Ao
saberem da notícia da canonização do Padre José de Anchieta, muitas pessoas
perguntarem logo: qual foi o milagre? Por qual milagre ele se tornou santo?
As
perguntas não surgem sem motivo, pois a Igreja sempre tem falado que, para a
beatificação, é preciso que haja um milagre, acontecido pela intercessão
daquele que é beatificado; e, para a canonização, espera-se um novo milagre do
bem-aventurado. Desta maneira, a Igreja entende que Deus, o único a realizar
milagres, confirma a santidade daqueles que veneramos como “santo”.
A
Igreja é muito criteriosa e até severa para dar reconhecimento a um suposto
milagre. No caso de Anchieta, houve a confirmação de um milagre antes de sua
beatificação. Para a sua proclamação como “santo”, foi dispensada a confirmação
de um novo milagre. O Papa pode fazer isso, usando da autoridade que lhe é
própria. É verdade que não faltaram testemunhos sobre sinais prodigiosos conseguidos
através da intercessão de Anchieta; mas, de modo geral, tais supostos milagres
são de difícil verificação, dada a escassez de documentação e de testemunhos.
Aqui
se faz oportuna uma reflexão: os santos, assim reconhecidos e proclamados pela
Igreja, não se tornam “santos” por causa de algum milagre; o
reconhecimento público e oficial da Igreja supõe, acima de tudo, a vida santa
de quem é proclamado “santo”. Por isso mesmo, este ato oficial da Igreja não é
dito “santificação”, mas “canonização”, ou seja, inscrição na lista (“cânon”)
dos santos reconhecidos pela Igreja. Ninguém se torna “santo” depois da morte;
o que conta, é a vida santa e o testemunho de santidade durante esta vida.
Foi
o que aconteceu com Anchieta. O papa Francisco reconheceu oficialmente aquilo
que se tinha por certo já quando Anchieta faleceu, em 1597: foi um homem santo,
um homem de Deus, que se dedicou profundamente à obra do Evangelho, no
seguimento de Jesus; homem de extraordinária fé, esperança e caridade, ele
viveu conforme as bem-aventuranças, cultivou a misericórdia, a oração e a
comunhão com Deus; foi zeloso da glória de Deus e do bem do próximo, gastou sua
vida como missionário; foi um grande cristão, um sacerdote dedicado, um filho
amoroso da Igreja. E isso foi testemunhado pelos que o conheceram em vida e,
sem interrupção, confirmado pela Igreja, depois de sua morte, até nossos dias.
Falta alguma coisa para ser santo?!
As
pessoas gostam de saber: para qual “graça” o Santo deve ser invocado? A Igreja
ensina que, acima de tudo, os santos devem ser imitados; eles são testemunhas
de vida cristã, excelsos discípulos de Jesus.

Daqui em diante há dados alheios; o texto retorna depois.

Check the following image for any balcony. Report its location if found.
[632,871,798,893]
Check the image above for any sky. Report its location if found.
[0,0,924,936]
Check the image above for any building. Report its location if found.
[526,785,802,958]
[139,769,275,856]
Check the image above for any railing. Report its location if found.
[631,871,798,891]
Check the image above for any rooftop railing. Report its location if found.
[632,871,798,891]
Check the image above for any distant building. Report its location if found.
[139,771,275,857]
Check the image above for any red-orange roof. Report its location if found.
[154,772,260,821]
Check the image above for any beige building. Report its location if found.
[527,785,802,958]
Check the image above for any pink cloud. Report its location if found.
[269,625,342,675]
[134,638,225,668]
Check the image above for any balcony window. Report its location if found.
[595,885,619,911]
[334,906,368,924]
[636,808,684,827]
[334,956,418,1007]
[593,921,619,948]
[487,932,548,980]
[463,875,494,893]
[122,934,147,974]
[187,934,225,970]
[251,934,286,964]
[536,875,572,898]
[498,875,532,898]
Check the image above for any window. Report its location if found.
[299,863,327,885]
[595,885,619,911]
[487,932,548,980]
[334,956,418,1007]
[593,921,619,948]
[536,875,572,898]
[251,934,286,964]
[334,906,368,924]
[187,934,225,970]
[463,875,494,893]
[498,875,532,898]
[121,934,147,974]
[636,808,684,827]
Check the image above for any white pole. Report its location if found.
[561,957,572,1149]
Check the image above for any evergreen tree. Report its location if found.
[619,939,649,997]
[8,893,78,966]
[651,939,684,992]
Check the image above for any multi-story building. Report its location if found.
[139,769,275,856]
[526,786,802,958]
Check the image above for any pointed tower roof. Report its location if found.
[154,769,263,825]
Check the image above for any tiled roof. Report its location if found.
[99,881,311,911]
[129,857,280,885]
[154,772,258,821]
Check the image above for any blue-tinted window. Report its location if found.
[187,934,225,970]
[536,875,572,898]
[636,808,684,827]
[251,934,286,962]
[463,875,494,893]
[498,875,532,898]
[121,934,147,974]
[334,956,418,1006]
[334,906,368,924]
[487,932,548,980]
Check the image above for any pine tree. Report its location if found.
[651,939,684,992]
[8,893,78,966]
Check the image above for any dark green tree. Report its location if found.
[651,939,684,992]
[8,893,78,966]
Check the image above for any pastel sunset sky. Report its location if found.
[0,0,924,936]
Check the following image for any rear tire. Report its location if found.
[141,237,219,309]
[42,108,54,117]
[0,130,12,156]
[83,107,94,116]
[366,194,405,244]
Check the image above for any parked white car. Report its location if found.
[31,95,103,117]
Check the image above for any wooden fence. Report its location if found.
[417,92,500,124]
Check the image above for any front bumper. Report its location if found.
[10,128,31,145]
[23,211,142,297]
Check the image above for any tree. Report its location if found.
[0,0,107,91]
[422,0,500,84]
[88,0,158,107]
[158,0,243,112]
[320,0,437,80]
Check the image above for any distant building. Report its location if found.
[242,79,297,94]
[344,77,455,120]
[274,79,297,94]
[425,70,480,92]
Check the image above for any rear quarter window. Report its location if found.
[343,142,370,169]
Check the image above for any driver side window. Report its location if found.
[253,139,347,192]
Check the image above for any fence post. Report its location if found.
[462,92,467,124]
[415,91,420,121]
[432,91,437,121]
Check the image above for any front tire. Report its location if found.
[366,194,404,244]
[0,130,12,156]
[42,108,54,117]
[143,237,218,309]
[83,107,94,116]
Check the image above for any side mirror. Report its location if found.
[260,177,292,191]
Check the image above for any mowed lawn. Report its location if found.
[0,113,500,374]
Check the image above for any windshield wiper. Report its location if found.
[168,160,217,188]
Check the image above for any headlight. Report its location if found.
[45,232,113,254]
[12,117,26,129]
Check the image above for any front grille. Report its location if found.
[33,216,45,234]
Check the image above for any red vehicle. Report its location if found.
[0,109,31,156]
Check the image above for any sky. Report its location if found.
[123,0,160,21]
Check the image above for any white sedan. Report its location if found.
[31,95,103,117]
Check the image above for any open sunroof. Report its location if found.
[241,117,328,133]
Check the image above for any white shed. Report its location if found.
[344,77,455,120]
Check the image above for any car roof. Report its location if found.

Em nossos dias, devemos pedir a
intercessão de São José de Anchieta para conseguir aquelas “graças” que mais o
caracterizaram em vida: ser pessoas de fé viva, apaixonados por Deus, pela
Igreja e sua missão; ser missionários dedicados e capazes até de sacrifícios
pela causa do Evangelho; ser catequistas criativos e interessados em comunicar
aos outros os tesouros do Reino de Deus; ajudar outros a se aproximarem de
Cristo vivo, a chegarem à alegria de crer; ser respeitosos para com todos,
promotores da justiça e da defesa dos mais fracos e vulneráveis; ser
pacificadores, sem deixar que a violência imponha a sua lei...
Quantos
“milagres” podemos pedir a Deus pela interessão de São José de Anchieta! Sem
esquecer que ele veio ao Brasil ainda jovem, com 19 anos de idade, com um
desejo imenso de “levar irmãos para Cristo” e de promover em tudo a maior
glória de Deus (“ad maiorem Dei gloriam”)... Nenhum sacrifício ou renúncia lhe pareceram demasiados para fazer
isso. Ainda hoje, Anchieta pode ser uma inspiração para muitos jovens!
Nosso
tempo desafia-nos a sermos missionários e isso requer “conversão pessoal e
pastoral”. O papa Francisco tem dito que precisamos ser um “povo em missão” e
uma Igreja “em saída”, indo aos irmãos que vivem nas “periferias” de
todos os tipos. Este é mais um “milagre” importante a ser pedido através do
missionário Anchieta, que largou tudo e foi ao encontro daqueles que viviam nas
periferias do mundo, na América...
Oh,
sim, valei-nos, São José de Anchieta! Olhai para o nosso Brasil, o “vosso”
Brasil! Pedi essas graças para nós! Precisamos muito desses milagres!